Universal among the Kelts is Cath or Cad, a battle or defence, such a prefix that is sure to flourish in every war-like nation.
Cathuil, a derivative of Cath, is a great chieftain attended by three hundred followers; and Cathal, as the name became, continued in use among the O'Connors, who translate it as Charles. The favourite hero there was Cathal Crobhdearg, red-handed, who fought hard against the English invaders; and, therefore, was described by them as a blood-thirsty ruffian, and by native historians as pious and amiable, probably being both characters in turn. His name was probably the parent of the Scottish surname, Cadell; but a Welsh saint, named Cadell, a battle-defence or shield, lived in the twelfth century. He had been a fierce warrior, and a great enemy to the English; but during his recovery from some severe wounds, he repented, went to the Holy Land as a penitent, and finally became a monk, and the patron of many a Cadell besides.

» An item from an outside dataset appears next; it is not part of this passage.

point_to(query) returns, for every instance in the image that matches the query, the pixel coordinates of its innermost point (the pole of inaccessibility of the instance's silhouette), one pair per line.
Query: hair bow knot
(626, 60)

Cathbarr means tumult of battle. Cathbarr was so renowned a chief, that to strike his shield with a spear was the summons to his clan to arm. The Welsh made great use of the same prefix. Cadwallon, apparently from cadw, to defend, has always been common among them. Cadwallon was the brother of the Madoc of Southey, and a much earlier Cadwallon was the father of Cadwaladyr, or battle-arranger, regarded by the two parties much as Cathal was; for by the Saxons, Ceadwalla, as they call him, the slayer of the good Edwin and Oswald, is regarded with unmixed horror, while his own Cymric countrymen revere him as a glorious patriotic prince, second only to Arthur, and worthy of saintly honours; indeed he was canonized by Pope Sergius in 688, and is surnamed the Blessed. Cadwaldr in Breton, and Cadwalladyr in Welsh, continue to the present day. Cadwallader is also used in the Highlands, though, perhaps, this may be a blunder for some Gaelic Cath.

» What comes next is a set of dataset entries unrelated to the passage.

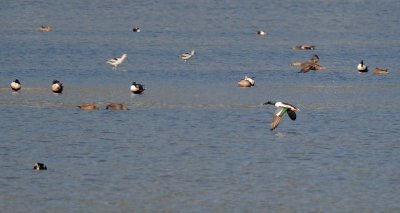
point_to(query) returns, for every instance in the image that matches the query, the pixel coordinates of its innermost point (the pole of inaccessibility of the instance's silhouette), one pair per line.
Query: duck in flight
(280, 109)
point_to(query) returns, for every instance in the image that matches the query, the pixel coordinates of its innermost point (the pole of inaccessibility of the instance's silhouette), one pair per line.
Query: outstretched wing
(292, 114)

Saints of this name were numerous. Among them was Cedd, as his adopted people called him, the Good Bishop, whose Keltic ecclesiastical habits were so distasteful to the fiery Wilfred of York, and who finally is revered at Lichfield as “good St. Chad,” a form in which his appellation lingered among the midland peasantry. The grandfather of Cadwalladyr was Cadvan, whose Latin epitaph calls him “Catamarus, rex sapientissimus,” and whose name means battlehorn. Another Caduan, or Cadvan, was a hermit who migrated from Brittany to live on the coast of Caernarvonshire, on the isle called Bardsey by the English, and Ynis Eolli, Isle of the Current, by the Welsh. It was reputed a place of so much sanctity, that it was called the Rome of Britain; and so many saints were buried there, that it was a saying of the bards—
“Twenty thousand saints of yore,
Came to lie on Bardsey’s shore.”
Cattwg, or Cadoc, was of princely blood, founded a monastery, and trained the veritable bard, Taliessin.
The Greek Adelphios was translated by the Welsh into Cadffrawd. Sir Cados is one of gentle Enid’s enemies, in the French romance of her constancy; but Cado, her son, in Welsh pedigree, swells the roll of saints. Cadfar, or stout in battle, is almost certainly one of the Armorican contributions to the Paladins of Charlemagne, in the shape of Sir Gadifer, the Don Gayferos of Spanish ballad and of Don Quixote.